At the mouth of Salem Harbor, closer to Manchester than to Salem, and inaccessible to the public, is an enchanting, 60-acre tract of land known as Baker’s Island.
Where Baker’s Island got its name is not known. It dates back at least to 1631 when the island was claimed by the newly organized Commonwealth of Massachusetts and its governor, John Winthrop.
Baker’s Island remained in the hands of the Colonial government until 1660, when the General Court granted a request by the town of Salem to annex both Baker’s and Misery islands. Attached to the legislation was a stipulation that fishermen be allowed to use any of the islands for curing fish and harvesting wood to build houses or fishing stages.
In 1670, Salem acted to prevent men from neighboring Marblehead from cutting and removing wood from Baker’s Island. Francis Collins was given the right to build houses on the island for himself and his son. In return, they were to protect Baker’s Island from encroachment by trespassers looking to harvest wood without the approval of the selectmen.
Despite this attempt to protect its timber, Baker’s was soon deforested. Gradually it became used as pasture land by Salem farmers who transported their livestock there for the summer.
In 1678 and 1679, the town leased Baker’s Island to John Turner, a successful Salem merchant, for 3 pounds a year. Turner then erected a summer home there.
The town retained the right to use the island for its own purposes, and in 1685 the Salem selectmen decreed that all cotton imported from smallpox-ravaged Barbados should be off-loaded at Baker’s Island to prevent the spread of the disease.
Baker’s Island stayed in the Turner family until 1770, when John Turner III sold it to John Erving of Boston. For the next century, Baker’s Island was used by a succession of owners and their tenants for a summer retreat, farming, or a combination of the two.
While the island may have been viewed by the Turners and later owners as a delightful summer sanctuary, to local mariners Baker’s, the Miseries, and the reef- and ledge-filled waters surrounding them were threats to navigation. Finally, in 1791, after some intense lobbying and fund-raising on the part of the Salem Marine Society, a 57-foot warning beacon was erected on Baker’s Island.
A few years later this beacon was replaced by a pair of lighthouses affectionately known as Ma and Pa Baker (Ma Baker was later demolished). The twin lighthouses sat along with a keeper’s cottage on a 10-acre parcel taken over by the federal government.
The portion of Baker’s Island not owned by the government was purchased in 1877 by a homeopathic doctor from Salem named Nathan Morse. The doctor immediately enlarged a cottage on the island for himself and began construction of a hotel. The hotel opened for the season in 1888 and was called the Winne-Egan, meaning “beautiful expanse of water.”
It had 50 guest rooms and catered to seekers of “health, pleasure and needed rest.” Some of the food to feed his guests came from Morse’s island vegetable farm. He also had a small herd of cows. Fresh water was provided by a pond that the doctor had enlarged and by a well.

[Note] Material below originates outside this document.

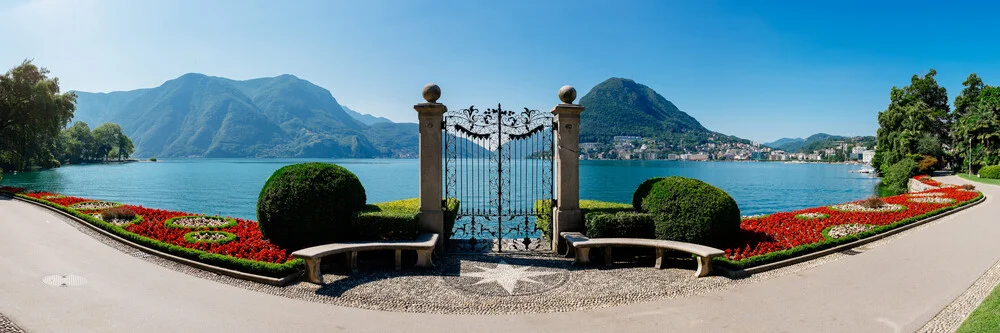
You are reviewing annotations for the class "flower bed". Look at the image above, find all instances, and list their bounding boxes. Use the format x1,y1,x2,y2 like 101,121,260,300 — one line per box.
0,186,450,278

Hotel guests could sail, fish, swim, play tennis, or take a quick trip around the hotel’s six-hole golf course. Morse also organized a variety of cultural activities for his guests, including plays, concerts, and lectures. What the health-conscious doctor did not offer was alcohol. The Winne-Egan catered to those more interested in health than hooch.
The Hotel Winne-Egan in its busiest summer attracted more than 1,000 visitors. The popular inn lasted until 1906 when an accidental fire burned it to the ground.
While his hotel is gone, Morse’s legacy lives on. Today, Baker’s Island features the private summer colony, some 55 cottages in all, that began developing with the doctor’s encouragement during his years as the island’s owner.